Dá vontade de fazer como o personagem do conto “A Terceira Margem”, de Guimarães Rosa. Sem motivo aparente, o caboclo abandona a família, os amigos, a sociedade e se embrenha rio adentro, sozinho, em uma canoa e lá fica o resto dos seus dias…
(…)
– Guimarães é fodástico!
Ela me diz – e sorri.
Diante do neologismo da moça, me ponho a pensar que só mesmo a capacidade criativa e transgressora e a vitalidade dos jovens – como ela – são capazes de transformar o mundo que vivemos. Sanar as injustiças e construir um País socialmente mais justo e contemporâneo.
(…)
– O que é a terceira margem para você?
A pergunta quebra o nosso silêncio cúmplice.

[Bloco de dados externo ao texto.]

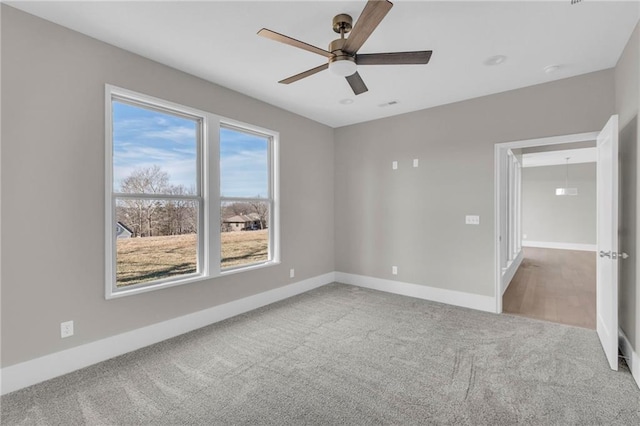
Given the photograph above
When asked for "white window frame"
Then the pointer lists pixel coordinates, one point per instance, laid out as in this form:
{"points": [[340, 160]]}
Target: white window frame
{"points": [[208, 185], [271, 199]]}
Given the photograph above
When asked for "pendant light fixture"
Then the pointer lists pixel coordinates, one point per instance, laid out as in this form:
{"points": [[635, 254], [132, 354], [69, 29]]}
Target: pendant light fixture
{"points": [[566, 190]]}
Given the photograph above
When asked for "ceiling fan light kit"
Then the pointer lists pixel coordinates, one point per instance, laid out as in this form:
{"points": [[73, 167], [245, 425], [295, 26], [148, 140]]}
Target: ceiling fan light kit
{"points": [[343, 59]]}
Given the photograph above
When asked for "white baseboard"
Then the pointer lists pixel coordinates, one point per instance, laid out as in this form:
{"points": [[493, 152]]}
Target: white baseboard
{"points": [[34, 371], [451, 297], [561, 246], [511, 270], [632, 357]]}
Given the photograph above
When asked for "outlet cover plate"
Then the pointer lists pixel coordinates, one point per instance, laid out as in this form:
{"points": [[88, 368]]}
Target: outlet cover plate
{"points": [[472, 220], [66, 329]]}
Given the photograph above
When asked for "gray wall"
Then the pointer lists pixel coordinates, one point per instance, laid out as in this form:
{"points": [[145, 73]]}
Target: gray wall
{"points": [[549, 218], [414, 218], [627, 104], [53, 181]]}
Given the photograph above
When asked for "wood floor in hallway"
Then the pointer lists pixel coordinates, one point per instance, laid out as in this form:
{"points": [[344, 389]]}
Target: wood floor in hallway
{"points": [[554, 285]]}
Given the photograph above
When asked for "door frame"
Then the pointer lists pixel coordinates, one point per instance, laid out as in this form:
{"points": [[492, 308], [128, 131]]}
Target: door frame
{"points": [[500, 171]]}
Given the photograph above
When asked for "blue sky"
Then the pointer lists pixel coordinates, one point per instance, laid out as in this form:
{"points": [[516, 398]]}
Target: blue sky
{"points": [[143, 138], [243, 164]]}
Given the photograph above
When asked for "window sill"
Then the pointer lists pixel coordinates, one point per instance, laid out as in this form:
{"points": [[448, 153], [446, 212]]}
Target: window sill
{"points": [[188, 280]]}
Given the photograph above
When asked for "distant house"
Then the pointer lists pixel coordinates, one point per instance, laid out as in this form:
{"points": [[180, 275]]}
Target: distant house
{"points": [[122, 231], [242, 222]]}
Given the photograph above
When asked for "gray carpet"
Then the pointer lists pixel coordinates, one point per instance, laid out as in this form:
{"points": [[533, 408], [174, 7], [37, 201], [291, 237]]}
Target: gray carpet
{"points": [[346, 355]]}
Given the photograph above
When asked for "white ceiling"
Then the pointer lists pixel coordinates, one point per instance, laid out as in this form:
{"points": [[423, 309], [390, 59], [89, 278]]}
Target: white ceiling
{"points": [[217, 41]]}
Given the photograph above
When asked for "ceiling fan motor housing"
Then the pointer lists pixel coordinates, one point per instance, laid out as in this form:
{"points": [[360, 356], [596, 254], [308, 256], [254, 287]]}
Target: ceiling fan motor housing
{"points": [[342, 63], [342, 23]]}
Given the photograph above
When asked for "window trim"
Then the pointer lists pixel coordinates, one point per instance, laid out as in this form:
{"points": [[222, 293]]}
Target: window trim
{"points": [[208, 188], [271, 199]]}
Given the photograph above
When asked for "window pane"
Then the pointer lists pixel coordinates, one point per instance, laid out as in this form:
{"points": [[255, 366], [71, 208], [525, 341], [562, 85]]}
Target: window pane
{"points": [[244, 235], [153, 152], [155, 239], [244, 170]]}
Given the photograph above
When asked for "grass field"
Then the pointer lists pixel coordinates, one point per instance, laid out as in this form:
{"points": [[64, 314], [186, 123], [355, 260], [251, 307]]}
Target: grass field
{"points": [[141, 260]]}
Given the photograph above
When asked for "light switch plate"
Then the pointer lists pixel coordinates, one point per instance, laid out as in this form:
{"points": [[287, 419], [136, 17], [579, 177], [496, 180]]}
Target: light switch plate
{"points": [[472, 220]]}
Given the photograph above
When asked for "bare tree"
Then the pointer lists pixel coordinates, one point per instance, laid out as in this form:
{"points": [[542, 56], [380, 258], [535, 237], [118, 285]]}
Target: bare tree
{"points": [[261, 208], [142, 212]]}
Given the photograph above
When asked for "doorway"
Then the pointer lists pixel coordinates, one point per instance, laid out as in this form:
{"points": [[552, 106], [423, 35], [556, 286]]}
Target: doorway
{"points": [[607, 227], [508, 233], [556, 280]]}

Respondo sem muito pensar:
“Entre o real e o imaginário. Um lugar onde somos o que somos. Do tamanho que temos, sem floreios e falsos valores. Aliás…”
(…)
Ela interrompe o que iria dizer, com outra dúvida:
– Parece que tem algo relacionado à espiritualidade. A canoa não representa a cruz em que Cristo foi crucificado?
“Aliás…” – faço questão de retomar a frase.
“Poucos ousam habitar essa tal de terceira margem. Ou estamos de um lado ou estamos de hoje. Daí a intolerância e a falta de diálogo que nos castigam. Damos mais valor à aparência do que à essência das coisas, das pessoas. Particularmente, nunca dei esse viés religioso ao conto. Mas…”
– Xi, lembro mais não… O homem volta depois de muitos anos, né?
(…)
Não. Nunca mais o turrão põe os pés em terra firme.
Um dos filhos, que ao longo dos anos acompanha a sina do pai, percebe que o homem está velhinho, doente, fraco. Vai até a margem do rio e grita desesperado. Pede para que volte que ele – o filho – irá substituí-lo na canoa e na inglória jornada.
Pela primeira vez em tantos e tantos anos, o caboclo acena em resposta e toca a embarcação na direção da margem.
O filho assustado foge.
(…)
No dia seguinte e em todos os outros, não se vê mais o homem e sua canoa na linha do horizonte em meio as águas do rio.
Desapareceu.
– Triste, né?
(…)
Cheio de remorso é o filho já varados em anos quem nos narra da história.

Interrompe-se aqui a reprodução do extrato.